4

I have 2 services A and B which I want to monitor. Also I have 2 different notification channels X and Y in the form of receivers in the AlertManager config file.

I want to send to notify X if service A goes down and want to notify Y if service B goes down. How can I achieve this my configuration?

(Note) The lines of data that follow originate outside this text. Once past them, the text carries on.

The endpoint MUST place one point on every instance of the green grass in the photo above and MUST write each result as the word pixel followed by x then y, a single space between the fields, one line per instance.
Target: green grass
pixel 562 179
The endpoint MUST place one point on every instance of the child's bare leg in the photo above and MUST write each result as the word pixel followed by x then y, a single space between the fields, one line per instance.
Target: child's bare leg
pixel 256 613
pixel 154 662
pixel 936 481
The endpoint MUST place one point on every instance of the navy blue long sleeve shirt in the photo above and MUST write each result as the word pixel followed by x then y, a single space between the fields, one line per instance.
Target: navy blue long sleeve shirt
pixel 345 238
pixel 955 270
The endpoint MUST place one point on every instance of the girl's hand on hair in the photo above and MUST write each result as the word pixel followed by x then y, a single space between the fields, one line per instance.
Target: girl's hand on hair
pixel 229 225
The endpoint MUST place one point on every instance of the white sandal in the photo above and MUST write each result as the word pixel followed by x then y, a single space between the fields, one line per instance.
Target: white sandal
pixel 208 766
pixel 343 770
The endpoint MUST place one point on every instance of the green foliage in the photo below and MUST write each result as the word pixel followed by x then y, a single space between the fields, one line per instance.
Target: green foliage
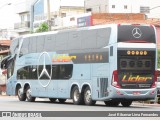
pixel 42 28
pixel 159 58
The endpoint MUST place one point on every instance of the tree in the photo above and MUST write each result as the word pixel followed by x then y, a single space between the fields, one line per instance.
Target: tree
pixel 43 27
pixel 159 58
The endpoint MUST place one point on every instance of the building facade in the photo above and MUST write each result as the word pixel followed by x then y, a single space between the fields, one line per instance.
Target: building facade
pixel 23 8
pixel 52 11
pixel 149 7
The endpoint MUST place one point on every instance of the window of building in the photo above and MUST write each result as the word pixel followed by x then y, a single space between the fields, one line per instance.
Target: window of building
pixel 113 6
pixel 22 18
pixel 144 9
pixel 63 14
pixel 89 10
pixel 125 6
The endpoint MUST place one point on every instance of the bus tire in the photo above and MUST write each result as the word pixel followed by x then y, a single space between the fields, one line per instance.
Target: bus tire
pixel 29 96
pixel 87 97
pixel 112 103
pixel 77 96
pixel 52 99
pixel 21 96
pixel 62 100
pixel 126 103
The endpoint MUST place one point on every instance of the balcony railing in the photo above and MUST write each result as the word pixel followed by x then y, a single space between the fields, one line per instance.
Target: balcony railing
pixel 25 24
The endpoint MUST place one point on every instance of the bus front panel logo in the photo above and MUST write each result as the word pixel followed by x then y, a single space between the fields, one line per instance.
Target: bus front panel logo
pixel 136 32
pixel 43 59
pixel 136 78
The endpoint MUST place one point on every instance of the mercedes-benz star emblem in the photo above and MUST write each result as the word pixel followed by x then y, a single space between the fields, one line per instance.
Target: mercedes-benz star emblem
pixel 136 32
pixel 44 72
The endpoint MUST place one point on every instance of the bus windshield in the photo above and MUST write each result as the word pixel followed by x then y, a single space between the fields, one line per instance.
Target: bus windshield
pixel 136 34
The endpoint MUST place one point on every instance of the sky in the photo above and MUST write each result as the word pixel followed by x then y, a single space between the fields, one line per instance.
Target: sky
pixel 8 16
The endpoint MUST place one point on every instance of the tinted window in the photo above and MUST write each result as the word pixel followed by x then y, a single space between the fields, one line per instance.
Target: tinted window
pixel 40 43
pixel 58 72
pixel 131 33
pixel 33 45
pixel 14 46
pixel 24 49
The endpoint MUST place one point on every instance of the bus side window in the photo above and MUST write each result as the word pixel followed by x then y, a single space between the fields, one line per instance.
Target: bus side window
pixel 10 67
pixel 65 71
pixel 111 51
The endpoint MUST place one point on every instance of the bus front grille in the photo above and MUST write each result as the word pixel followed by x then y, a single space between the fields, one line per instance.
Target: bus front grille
pixel 103 87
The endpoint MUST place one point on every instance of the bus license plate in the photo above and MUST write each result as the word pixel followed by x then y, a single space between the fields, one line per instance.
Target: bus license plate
pixel 158 91
pixel 136 93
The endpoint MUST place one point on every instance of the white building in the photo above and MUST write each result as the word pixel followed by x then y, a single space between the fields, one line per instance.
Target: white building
pixel 149 7
pixel 57 9
pixel 22 8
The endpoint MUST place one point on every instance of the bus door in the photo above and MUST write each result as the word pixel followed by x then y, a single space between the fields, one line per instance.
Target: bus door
pixel 47 86
pixel 11 79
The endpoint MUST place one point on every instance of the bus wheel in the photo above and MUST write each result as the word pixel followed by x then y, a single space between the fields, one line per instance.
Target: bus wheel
pixel 126 103
pixel 87 97
pixel 76 96
pixel 52 99
pixel 112 103
pixel 61 100
pixel 21 95
pixel 28 95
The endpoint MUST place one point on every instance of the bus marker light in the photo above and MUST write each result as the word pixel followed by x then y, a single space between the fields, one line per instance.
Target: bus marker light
pixel 119 93
pixel 152 92
pixel 136 93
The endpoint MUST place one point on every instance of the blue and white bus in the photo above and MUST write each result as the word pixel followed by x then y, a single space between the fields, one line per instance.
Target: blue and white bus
pixel 113 63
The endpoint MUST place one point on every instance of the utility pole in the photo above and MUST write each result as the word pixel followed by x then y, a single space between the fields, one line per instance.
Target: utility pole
pixel 48 15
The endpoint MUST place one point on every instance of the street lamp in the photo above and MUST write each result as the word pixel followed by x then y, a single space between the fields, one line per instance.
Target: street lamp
pixel 48 15
pixel 5 5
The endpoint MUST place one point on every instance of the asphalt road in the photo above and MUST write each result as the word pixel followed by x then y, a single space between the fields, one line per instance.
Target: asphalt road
pixel 19 108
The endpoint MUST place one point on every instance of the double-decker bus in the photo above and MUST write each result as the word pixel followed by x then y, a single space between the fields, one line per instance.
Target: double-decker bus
pixel 113 63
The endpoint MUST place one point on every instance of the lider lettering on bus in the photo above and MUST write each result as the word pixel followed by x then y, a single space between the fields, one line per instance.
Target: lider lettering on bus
pixel 135 78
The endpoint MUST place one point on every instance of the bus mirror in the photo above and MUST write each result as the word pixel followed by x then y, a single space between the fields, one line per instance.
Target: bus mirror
pixel 4 72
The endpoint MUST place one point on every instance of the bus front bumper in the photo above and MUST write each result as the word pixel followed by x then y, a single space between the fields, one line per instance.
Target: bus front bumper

My AlertManager YAML file is:

route:
  receiver: X

receivers:
  - name: X
    email_configs:

  - name: Y
    email_configs:

And alert.rule files is:

groups:

- name: A
  rules:
    - alert: A_down
      expr: expression
      for: 1m
      labels:
         severity: critical
      annotations:
         summary: "A is down"

- name: B
  rules:
    - alert: B_down
      expr: expression
      for: 1m
      labels:
        severity: warning
      annotations:
        summary: "B is down"
Janshair Khan
  • 2,577
  • 4
  • 20
  • 44

2 Answers2

10

The config should roughly look like this (not tested):

    route:
      group_wait: 30s
      group_interval: 5m
      repeat_interval: 2h

      receiver: 'default-receiver'

      routes:
      - match:
          alertname: A_down
        receiver: X
      - match:
          alertname: B_down
        receiver: Y

The idea is, that each [`route`](https://prometheus.io/docs/alerting/configuration/#%3Croute%3E) field can has a `routes` field, where you can put a different config, that gets enabled if the labels in `match` match the condition.
renemadsen
  • 161
  • 1
  • 9
svenwltr
  • 17,002
  • 12
  • 56
  • 68
3

For clarifying - The General Flow to handle alert in Prometheus (Alertmanager and Prometheus integration) is like this:

SomeErrorHappenInYourConfiguredRule(Rule) -> RouteToDestination(Route) -> TriggeringAnEvent(Reciever)-> GetAMessageInSlack/PagerDuty/Mail/etc...

For example:

if my aws machine cluster production-a1 is down, I want to trigger an event sending "pagerDuty" and "Slack" to my team with the relevant error.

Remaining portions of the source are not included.